Competing nutrients exists when the presence of one nutrient negates or limits the effectiveness of another. In this case, calcium is the culprit. The presence of calcium in your system can severely limit the absorption of both Zinc and Magnesium and so those folks who supplement with protein powders that are high in calcium often don’t get enough out of the Zinc and Magnesium they get through their diet or even a multivitamin supplement making adding ZMA to their list of supplements a good idea.
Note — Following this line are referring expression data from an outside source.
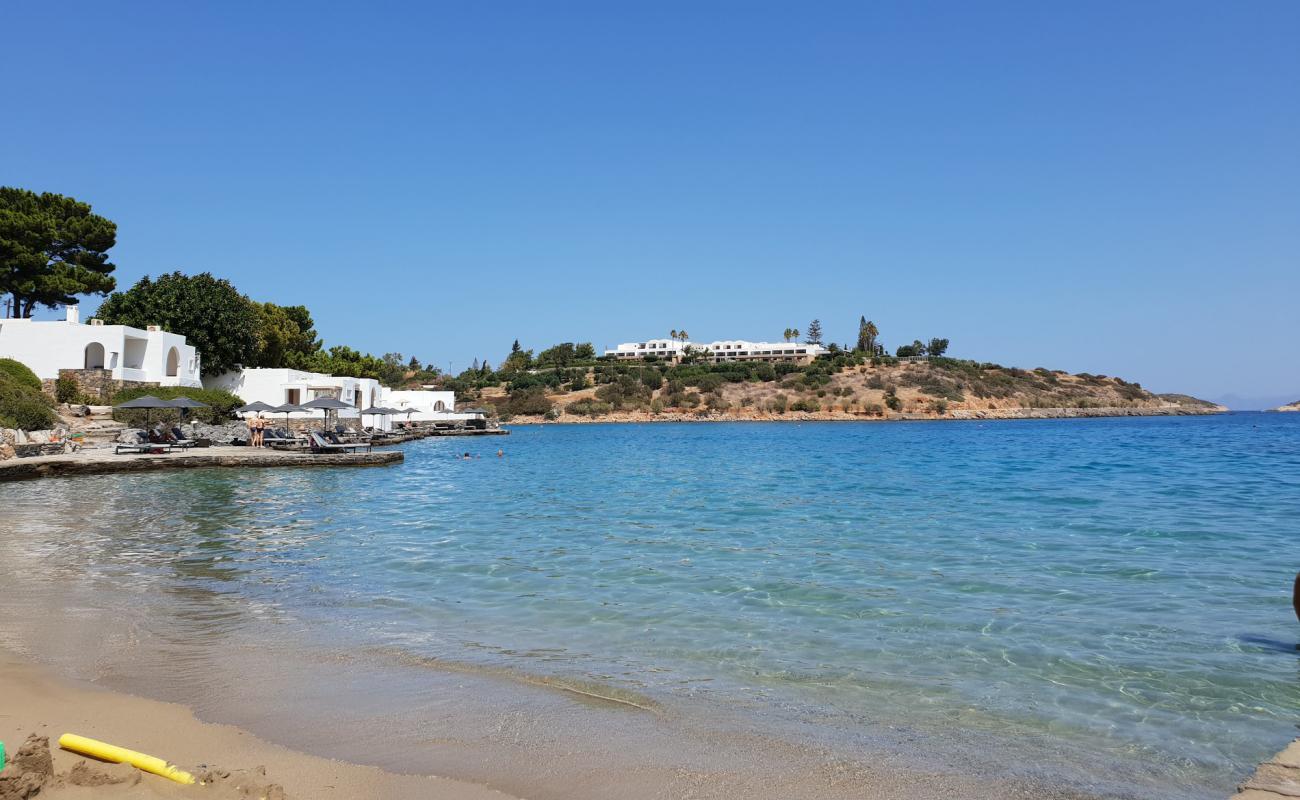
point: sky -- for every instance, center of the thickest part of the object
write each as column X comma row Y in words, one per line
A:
column 1108, row 187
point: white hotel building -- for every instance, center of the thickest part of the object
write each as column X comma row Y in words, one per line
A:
column 295, row 386
column 727, row 350
column 128, row 354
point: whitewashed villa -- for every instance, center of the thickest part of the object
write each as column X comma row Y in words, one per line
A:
column 100, row 357
column 295, row 386
column 726, row 350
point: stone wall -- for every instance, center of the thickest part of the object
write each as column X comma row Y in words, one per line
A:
column 96, row 385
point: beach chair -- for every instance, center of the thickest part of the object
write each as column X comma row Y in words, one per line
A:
column 320, row 445
column 141, row 448
column 182, row 441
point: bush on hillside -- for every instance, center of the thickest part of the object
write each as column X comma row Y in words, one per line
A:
column 20, row 372
column 66, row 390
column 532, row 401
column 24, row 407
column 589, row 407
column 222, row 405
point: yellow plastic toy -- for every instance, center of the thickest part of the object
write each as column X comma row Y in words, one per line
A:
column 120, row 755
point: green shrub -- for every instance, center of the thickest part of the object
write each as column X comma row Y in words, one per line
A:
column 20, row 372
column 24, row 407
column 221, row 405
column 532, row 401
column 66, row 390
column 709, row 383
column 892, row 400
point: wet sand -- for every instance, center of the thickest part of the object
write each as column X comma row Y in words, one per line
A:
column 37, row 703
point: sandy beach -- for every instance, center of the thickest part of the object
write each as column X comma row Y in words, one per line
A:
column 230, row 761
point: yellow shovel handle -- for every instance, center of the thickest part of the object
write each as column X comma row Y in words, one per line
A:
column 111, row 752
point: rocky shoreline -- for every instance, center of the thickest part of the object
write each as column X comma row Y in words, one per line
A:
column 837, row 416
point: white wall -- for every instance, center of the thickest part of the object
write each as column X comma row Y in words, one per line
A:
column 129, row 353
column 273, row 386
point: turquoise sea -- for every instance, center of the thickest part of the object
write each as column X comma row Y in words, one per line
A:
column 1104, row 599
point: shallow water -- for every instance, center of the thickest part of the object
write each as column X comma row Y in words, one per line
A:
column 1118, row 588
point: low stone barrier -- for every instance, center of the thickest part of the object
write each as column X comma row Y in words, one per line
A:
column 105, row 462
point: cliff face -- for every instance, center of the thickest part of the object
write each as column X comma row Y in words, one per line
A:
column 905, row 390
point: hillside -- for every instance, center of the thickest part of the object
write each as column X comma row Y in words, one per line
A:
column 840, row 388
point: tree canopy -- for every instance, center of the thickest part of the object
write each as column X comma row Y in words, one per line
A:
column 52, row 249
column 207, row 311
column 286, row 336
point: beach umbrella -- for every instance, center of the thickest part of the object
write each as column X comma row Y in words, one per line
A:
column 146, row 402
column 326, row 405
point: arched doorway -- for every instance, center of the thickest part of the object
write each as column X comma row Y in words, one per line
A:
column 94, row 355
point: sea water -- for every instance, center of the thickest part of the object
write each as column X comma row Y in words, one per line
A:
column 1117, row 587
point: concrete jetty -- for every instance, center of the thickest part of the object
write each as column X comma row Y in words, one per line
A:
column 104, row 461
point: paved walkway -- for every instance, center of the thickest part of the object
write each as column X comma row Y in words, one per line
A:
column 100, row 461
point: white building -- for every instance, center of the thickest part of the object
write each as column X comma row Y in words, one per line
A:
column 727, row 350
column 130, row 354
column 429, row 405
column 280, row 386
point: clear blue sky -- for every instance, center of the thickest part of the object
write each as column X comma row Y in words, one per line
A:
column 1103, row 186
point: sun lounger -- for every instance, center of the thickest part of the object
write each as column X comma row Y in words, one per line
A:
column 142, row 449
column 320, row 445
In recent studies, supplementing with ZMA has show increases in testosterone by as much as 30% and strength gains that were two and a half times higher than with the group using a placebo. These results certainly make the case as to why using this supplement may be a good idea to help support your muscle building and strength building efforts. In addition, those using ZMA have also reported better sleep as well. Muscle grow while we sleep so this is another reason to look at giving this one a shot.

Because of the lessening effects discussed with respect to ZMA and Calcium present in your system at the same time, it is wise to try to take this supplement when there is little calcium present in your system.

Taking ZMA before bedtime, once your body has digested much of what you have ingested throughout the day is a good way to make this happen. For many, the jury is still out on just how effective ZMA really is at building strength and muscle, but considering that the supplement is relatively cheap, it may just be worth your trying out a bottle or two to see for yourself.